In this specification (including claims), when a plurality of storage devices (memories) store data, each storage device (memory) among the plurality of storage devices (memories) stores only part of the data. may be stored, or the entirety of the data may be stored.

Although the embodiments of the present disclosure have been described in detail above, the present disclosure is not limited to the individual embodiments described above. Various additions, changes, replacements, partial deletions, etc. are possible without departing from the conceptual idea and spirit of the present invention derived from the content defined in the claims and equivalents thereof. For example, in all the embodiments described above, when numerical values or formulas are used for explanation, they are shown as an example and are not limited to these. Also, the order of each operation in the embodiment is shown as an example, and is not limited to these.

This application claims priority based on Japanese Patent Application No. 2021-023665 filed on February 17, 2021. By referring to the entire contents of the Japanese Patent Application, invoke.

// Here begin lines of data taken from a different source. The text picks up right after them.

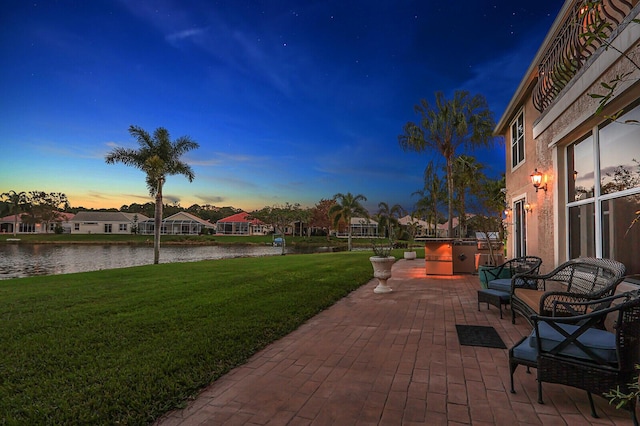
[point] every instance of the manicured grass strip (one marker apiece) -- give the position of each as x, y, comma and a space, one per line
126, 345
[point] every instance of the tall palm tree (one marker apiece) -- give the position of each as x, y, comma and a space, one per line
17, 202
388, 216
347, 206
467, 176
158, 157
464, 121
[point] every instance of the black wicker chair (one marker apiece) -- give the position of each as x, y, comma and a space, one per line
577, 352
499, 277
583, 279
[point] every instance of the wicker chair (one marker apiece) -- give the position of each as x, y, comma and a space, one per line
577, 352
583, 279
496, 280
499, 277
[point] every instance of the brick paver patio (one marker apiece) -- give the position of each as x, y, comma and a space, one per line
391, 359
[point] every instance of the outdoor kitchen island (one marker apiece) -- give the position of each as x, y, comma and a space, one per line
446, 256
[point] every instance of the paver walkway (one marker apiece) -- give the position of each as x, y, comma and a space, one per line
391, 359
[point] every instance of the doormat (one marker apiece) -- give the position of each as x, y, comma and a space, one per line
479, 335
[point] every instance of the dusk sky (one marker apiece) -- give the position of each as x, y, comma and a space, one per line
290, 101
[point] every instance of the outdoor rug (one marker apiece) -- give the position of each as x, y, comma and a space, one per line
479, 335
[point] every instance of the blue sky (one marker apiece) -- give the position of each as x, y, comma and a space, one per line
290, 101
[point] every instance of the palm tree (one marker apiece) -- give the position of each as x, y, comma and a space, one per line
430, 196
347, 205
467, 175
463, 121
158, 157
17, 202
388, 216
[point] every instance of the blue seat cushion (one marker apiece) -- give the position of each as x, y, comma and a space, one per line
525, 351
505, 297
502, 284
602, 342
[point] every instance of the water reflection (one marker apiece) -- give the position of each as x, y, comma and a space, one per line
24, 260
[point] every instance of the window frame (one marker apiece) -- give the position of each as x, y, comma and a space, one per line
520, 143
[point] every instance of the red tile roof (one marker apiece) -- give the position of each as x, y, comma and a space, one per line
240, 217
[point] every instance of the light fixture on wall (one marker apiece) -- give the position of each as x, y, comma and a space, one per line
536, 180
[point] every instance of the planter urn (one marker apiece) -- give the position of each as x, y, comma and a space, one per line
382, 271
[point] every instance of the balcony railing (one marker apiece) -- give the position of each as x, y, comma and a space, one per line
573, 46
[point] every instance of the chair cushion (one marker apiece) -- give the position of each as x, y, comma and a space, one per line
602, 342
525, 351
502, 284
530, 297
503, 295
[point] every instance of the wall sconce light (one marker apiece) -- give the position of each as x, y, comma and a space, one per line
536, 180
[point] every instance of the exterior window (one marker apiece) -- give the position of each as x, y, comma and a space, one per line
581, 182
519, 228
517, 140
582, 225
604, 193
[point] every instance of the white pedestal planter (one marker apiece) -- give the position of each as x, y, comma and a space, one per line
409, 255
382, 271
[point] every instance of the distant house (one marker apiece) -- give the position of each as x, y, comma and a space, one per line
572, 174
85, 222
181, 223
7, 224
240, 224
360, 227
457, 231
423, 228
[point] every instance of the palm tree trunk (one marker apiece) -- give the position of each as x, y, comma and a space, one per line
158, 225
450, 195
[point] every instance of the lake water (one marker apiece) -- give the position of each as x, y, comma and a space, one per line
24, 260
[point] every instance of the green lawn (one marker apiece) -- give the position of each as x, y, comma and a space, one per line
126, 345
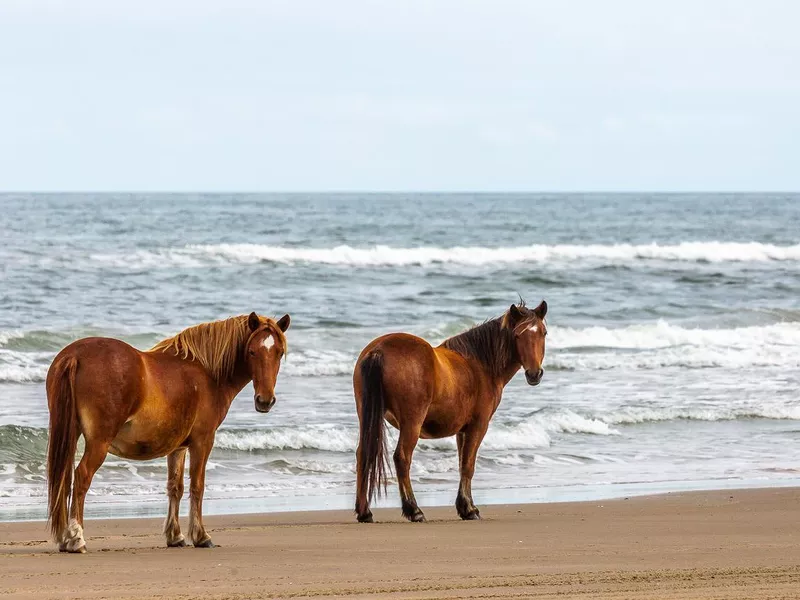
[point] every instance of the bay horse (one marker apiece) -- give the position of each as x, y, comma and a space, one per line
144, 405
453, 389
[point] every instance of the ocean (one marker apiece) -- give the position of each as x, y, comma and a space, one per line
673, 354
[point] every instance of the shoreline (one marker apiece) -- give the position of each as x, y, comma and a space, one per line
98, 509
710, 544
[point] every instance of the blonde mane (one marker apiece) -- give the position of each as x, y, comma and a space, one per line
217, 345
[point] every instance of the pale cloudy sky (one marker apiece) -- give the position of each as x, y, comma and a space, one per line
399, 95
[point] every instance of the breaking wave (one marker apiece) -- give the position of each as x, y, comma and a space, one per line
192, 256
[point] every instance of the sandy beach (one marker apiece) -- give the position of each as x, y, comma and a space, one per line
720, 544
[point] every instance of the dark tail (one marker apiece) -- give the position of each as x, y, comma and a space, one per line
372, 452
62, 443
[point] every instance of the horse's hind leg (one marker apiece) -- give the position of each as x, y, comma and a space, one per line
172, 528
468, 443
94, 455
198, 457
409, 435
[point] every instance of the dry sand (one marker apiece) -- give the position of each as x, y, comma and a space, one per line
722, 544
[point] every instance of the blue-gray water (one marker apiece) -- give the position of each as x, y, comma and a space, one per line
673, 350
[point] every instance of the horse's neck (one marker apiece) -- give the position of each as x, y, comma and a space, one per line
228, 390
511, 369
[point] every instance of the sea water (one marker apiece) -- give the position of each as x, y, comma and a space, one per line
673, 354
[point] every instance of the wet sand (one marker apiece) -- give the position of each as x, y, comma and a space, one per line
721, 544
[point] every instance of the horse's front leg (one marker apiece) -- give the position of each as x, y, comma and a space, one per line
468, 442
172, 528
198, 457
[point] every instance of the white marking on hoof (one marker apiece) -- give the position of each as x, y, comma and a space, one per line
73, 539
268, 342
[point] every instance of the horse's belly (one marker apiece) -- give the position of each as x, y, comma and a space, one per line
433, 429
142, 441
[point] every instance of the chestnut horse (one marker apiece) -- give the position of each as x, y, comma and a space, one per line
453, 389
144, 405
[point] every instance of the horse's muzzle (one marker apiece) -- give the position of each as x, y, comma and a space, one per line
264, 405
534, 377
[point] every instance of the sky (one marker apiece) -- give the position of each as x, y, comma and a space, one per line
447, 95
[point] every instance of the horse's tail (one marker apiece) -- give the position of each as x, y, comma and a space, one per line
62, 443
372, 459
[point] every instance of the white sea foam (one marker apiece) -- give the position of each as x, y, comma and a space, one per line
657, 345
23, 367
192, 256
631, 415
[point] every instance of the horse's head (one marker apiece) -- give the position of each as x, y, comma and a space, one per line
265, 348
529, 332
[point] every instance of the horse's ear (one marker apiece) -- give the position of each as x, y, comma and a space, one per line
284, 322
541, 310
515, 314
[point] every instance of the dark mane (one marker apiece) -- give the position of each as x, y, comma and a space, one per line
489, 342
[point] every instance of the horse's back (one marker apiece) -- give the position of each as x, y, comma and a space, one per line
107, 379
100, 361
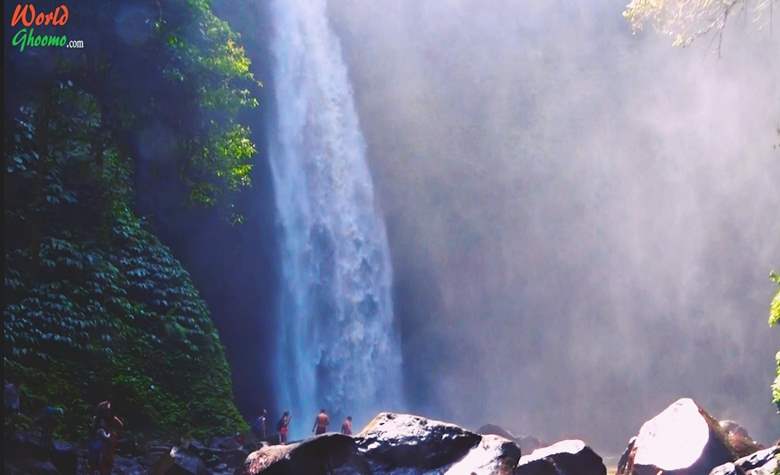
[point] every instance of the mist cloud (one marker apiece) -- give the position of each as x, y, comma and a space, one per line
582, 220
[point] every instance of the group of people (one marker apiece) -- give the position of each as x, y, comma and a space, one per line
321, 423
103, 436
260, 424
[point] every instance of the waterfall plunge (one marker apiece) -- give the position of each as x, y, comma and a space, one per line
337, 347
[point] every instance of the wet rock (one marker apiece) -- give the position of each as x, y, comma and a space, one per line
567, 457
321, 455
761, 462
128, 466
179, 462
227, 442
739, 439
526, 443
493, 455
64, 456
682, 440
397, 442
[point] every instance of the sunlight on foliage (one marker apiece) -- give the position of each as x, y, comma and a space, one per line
96, 306
774, 319
686, 20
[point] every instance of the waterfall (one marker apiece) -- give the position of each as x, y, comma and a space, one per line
337, 346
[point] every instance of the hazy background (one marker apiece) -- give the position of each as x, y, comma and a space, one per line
582, 221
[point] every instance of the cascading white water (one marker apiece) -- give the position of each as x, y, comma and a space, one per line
337, 345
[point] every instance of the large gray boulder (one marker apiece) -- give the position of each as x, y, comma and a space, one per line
493, 455
179, 462
527, 443
739, 439
762, 462
567, 457
396, 442
682, 440
321, 455
391, 444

REFERENCE SIGNS LIST 10 analysis system 20 imaging device 30 user terminal 100 analysis device 110 interaction detection unit 120 attention level estimation unit

Claims

one or more memories;
one or more processors;
has
The one or more processors
estimating the degree of attention of the sales floor based on detection results of human behavior related to the sales floor;
analysis equipment.
The analysis device according to claim 1, wherein the one or more processors detect behavior of a person regarding the sales floor based on sales floor images.
The analysis device according to claim 2, wherein the one or more processors use changes in the sales floor detected based on the sales floor video for detecting the behavior.
4. The analysis device according to claim 2 or 3, wherein said one or more processors use the quantity of products on the sales floor estimated based on said sales floor image for said behavior detection.
5. The analysis device according to claim 2, wherein said one or more processors distinguish between customers and store clerks imaged based on said sales floor image, and use the discrimination result to detect said behavior. .
The behavior detection results include at least the customer walking in front of the product sales floor, the customer stopping in front of the product sales floor, the customer viewing the product, and the customer picking up the product. 6. The analysis apparatus according to any one of claims 2 to 5, comprising any one of: or the customer returns the product.
6. The analysis according to claim 5, wherein the one or more processors estimate the degree of attention of the sales floor by totaling the number of times the behavior of the store visitor is detected for each sales floor, based on the behavior detection result. Device.
8. The analysis device according to claim 7, wherein the one or more processors estimate, based on the detection result of the behavior, the influence of the behavior of the clerk in the sales floor on the attention level of the sales floor.
The analysis device according to any one of claims 2 to 8, wherein said one or more processors detect said behavior using a neural network.
an analysis device according to any one of claims 2 to 9;
one or more imaging devices that acquire the sales floor video;
analysis system.
one or more processors estimate the attention level of the sales floor based on detection results of human behavior related to the sales floor;
A method of analysis that has
A program that causes one or more processors to execute at least the step of estimating the attention level of the sales floor based on the detection result of human behavior on the sales floor.